この数日、日本海側は本当に冬になりました。11日の日曜に秋田の大館教会から新潟の新発田教会へ黙想指導のためにこられた伴神父さん。午後に秋田行きの「いなほ」に乗り込んだものの、走っては止まりの繰り返しで、通常3時間半のところ、本人曰く、「9時間もかかっちゃったよ」とのこと。ということは入れ替わりで新発田から大館へ出かけた石黒神父様も新潟へ戻れなくなり、結局、大宮経由の新幹線乗り継ぎでやっと帰ってきたと聞きました。そしてその翌日、12日は、すでに書きましたが、一日中の大風で「いなほ」は全休のため、私も秋田行きを一日延期しました。山形での事故以来、JR東日本はとても慎重になっているのでしょう。風が吹けば電車は結構すぐに止まるみたいですね。

Akita070301 さて13日は朝8時過ぎに新潟駅へ。その時点で、酒田からやってくる一番の「いなほ」の新潟到着が1時間遅れ。それでも折り返しとなる秋田行き「いなほ」一号(写真)は、定刻35分遅れで新潟駅を出発。最初は順調でした。まるでこの日のために特に選抜されて乗車したかのように、とても低姿勢で丁寧な車内放送をする車掌さんが、何度も何度も遅れのお詫び放送をしますし、それどころか新潟駅での案内の不備までを詫びる放送を繰り返しているではありませんか。村上あたりまでは何事もなかったのです。「これは難なく、多少の遅れで秋田に到着できそうだな」と思った瞬間、なにやら暗雲が立ちこめるがごとき車内放送が。「秋田方面へお出かけのお客様は、申し訳ございませんが、念のため車掌に行く先をお申し出下さい」。件の車掌さんが検札と一緒に行く先を尋ねて回っていきます。しかしまだこの時点では、乗客の質問に、「秋田から先がちょっと心配なものですから」などと答えていた車掌さん。しかし雲行きの怪しさは、パワー全開で伝わって来るではありませんか。そして、聞け、見よ、学べ(ラテン語でこれを言いますと、Audio, Video, Disco)。鶴岡を過ぎると、「ただいま入りました情報をお知らせいたします。秋田県内の暴風の影響で、この電車は酒田での運転打ち切りが決定しております。」車掌さん、もう一度人数を数え始めました。つまり酒田より先に行く乗客のために、代行バスを用意してくれるとのこと。ありがたい。酒田で放り出されたら、その先をどうするか真剣に悩みましたから。それにしても秋田方面へ出かける人が結構いるものだと関心したのですが(前日が一日運休だったためもあるでしょうが)、酒田駅前には大型観光バスが2台待っていて、これが満席になりました。酒田から秋田駅まで、電車が1時間半ほどかかるところを2時間半ほどかけて、秋田駅まで送っていただきました。とにもかくにも秋田へ到着。

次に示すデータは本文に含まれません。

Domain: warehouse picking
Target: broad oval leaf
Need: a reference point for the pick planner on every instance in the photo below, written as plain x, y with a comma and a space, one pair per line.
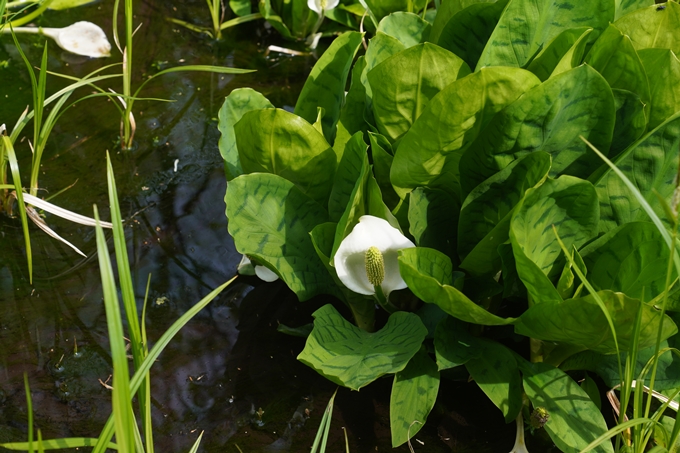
400, 96
466, 32
427, 274
653, 26
238, 102
279, 142
582, 322
270, 220
564, 52
495, 371
552, 118
492, 200
574, 419
528, 25
410, 29
433, 217
651, 164
631, 121
354, 358
429, 152
614, 56
325, 86
663, 71
414, 393
631, 259
570, 205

そのまま聖体奉仕会へ。3時から修道院で会員に一時間ほど講話をしてそのままお茶会。いつものようにとてもおいしい食事を会員と一緒に頂いて、ゆっくりと眠りました。さすがに昨年のような大雪はありませんが、それでもこの数日に降った雪がかなりあり、雪深い山の中の静けさがあたりを支配して、いつもながら、聖体奉仕会に来るとよく眠ることが出来ます。翌朝は聖体奉仕会のあのまるでお寺のような聖堂で朝のミサを共に捧げ、これまたおいしい朝食を頂いて、聖霊短大まで送っていただきました。

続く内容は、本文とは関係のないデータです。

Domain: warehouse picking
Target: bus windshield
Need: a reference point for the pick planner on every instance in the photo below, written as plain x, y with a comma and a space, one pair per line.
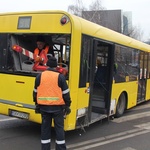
21, 47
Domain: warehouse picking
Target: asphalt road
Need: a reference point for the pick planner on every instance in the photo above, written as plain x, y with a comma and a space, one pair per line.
130, 132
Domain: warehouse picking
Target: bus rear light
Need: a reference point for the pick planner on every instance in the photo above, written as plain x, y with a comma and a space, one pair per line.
64, 20
17, 48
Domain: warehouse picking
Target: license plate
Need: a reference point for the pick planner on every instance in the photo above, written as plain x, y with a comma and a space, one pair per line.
19, 114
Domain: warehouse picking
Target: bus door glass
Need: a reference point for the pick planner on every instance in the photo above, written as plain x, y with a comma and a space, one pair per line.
101, 78
142, 76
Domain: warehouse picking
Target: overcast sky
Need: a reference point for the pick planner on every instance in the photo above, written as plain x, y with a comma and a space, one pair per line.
140, 8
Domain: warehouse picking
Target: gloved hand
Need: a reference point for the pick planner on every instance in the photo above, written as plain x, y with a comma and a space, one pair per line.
37, 109
66, 111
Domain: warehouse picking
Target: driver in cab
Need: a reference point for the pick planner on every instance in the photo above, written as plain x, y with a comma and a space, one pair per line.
40, 53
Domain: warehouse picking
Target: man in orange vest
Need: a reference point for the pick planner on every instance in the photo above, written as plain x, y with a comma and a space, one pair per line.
52, 97
40, 53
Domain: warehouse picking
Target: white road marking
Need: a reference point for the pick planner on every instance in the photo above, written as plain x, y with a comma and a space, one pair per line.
131, 117
128, 148
89, 144
112, 140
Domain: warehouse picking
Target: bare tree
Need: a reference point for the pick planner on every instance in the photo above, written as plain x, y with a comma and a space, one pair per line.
98, 14
77, 8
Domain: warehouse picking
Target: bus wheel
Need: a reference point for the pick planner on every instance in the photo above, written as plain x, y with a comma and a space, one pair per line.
121, 106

今回の秋田訪問の第一の目的は、聖霊女子短期大学の卒業式に出席することです。シスター平垣学長に続いて、お祝いのお話をさせていただきました。聖霊女子短期大学は制服なので、華やかさはないものの、清楚で引き締まった感じの式でした。この短大には音楽科があり、卒業式のステージの真ん中にはパイプオルガン調の電子オルガンがおかれ、先生によるすばらしい演奏があるのも、いつも楽しみにしております。

その日の午後には秋田県内の神言会が担当するカトリック幼稚園を束ねる秋田カトリック学園の理事会がありました。神言会の管区長と共に新潟教区長も理事になっています。名古屋から市瀬管区長もやってこられました。超多忙の管区長は、この日東京から新幹線で秋田までこられ、会議が終わったら夕方7時前の飛行機で名古屋へ戻られるとか。ちなみに名古屋便はあのボンバルディア機を使うANAではなく、小牧行きの小型ジェットのJAL便でした。

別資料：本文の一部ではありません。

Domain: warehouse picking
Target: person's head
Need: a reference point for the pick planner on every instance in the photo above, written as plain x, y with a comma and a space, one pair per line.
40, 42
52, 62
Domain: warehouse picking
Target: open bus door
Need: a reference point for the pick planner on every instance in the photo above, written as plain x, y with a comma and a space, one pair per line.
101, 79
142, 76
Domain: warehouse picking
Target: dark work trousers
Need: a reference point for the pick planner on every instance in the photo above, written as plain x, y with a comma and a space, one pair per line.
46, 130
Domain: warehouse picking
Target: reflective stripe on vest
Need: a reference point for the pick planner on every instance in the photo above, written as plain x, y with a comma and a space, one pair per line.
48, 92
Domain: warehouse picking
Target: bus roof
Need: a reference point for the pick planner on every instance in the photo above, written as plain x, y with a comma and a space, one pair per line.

Akita070302 そしてさらに翌朝、9時前の「いなほ」で一路新潟へ。ふと反対のホームに到着した夜行列車をみましたら、大阪を前の晩に出で青森へ向かう寝台特急「日本海」でありました。そして到着した「日本海」から、どこかで見慣れた制服の高校生の一団が続々と降りてくる。秋田の聖霊高校生でありました。そういえば昨日、短大で、修学旅行に出かけた高校生たちが、悪天候で予定の列車に乗れなくて大変であるという話を聞きました。その高校生たちであります。予定はかなり変更になったでしょうし、添乗員は真っ青だったでしょうし、先生も疲れ切ったでしょうが、彼女たちは楽しそうでありました。旅のハプニングは、結構人生に楽しみを与えてくれるポイントでもあります。(写真はこの日の朝9時前に、ホームに入ってくる青森発の「いなほ」と、お隣のホームに着いた「日本海」)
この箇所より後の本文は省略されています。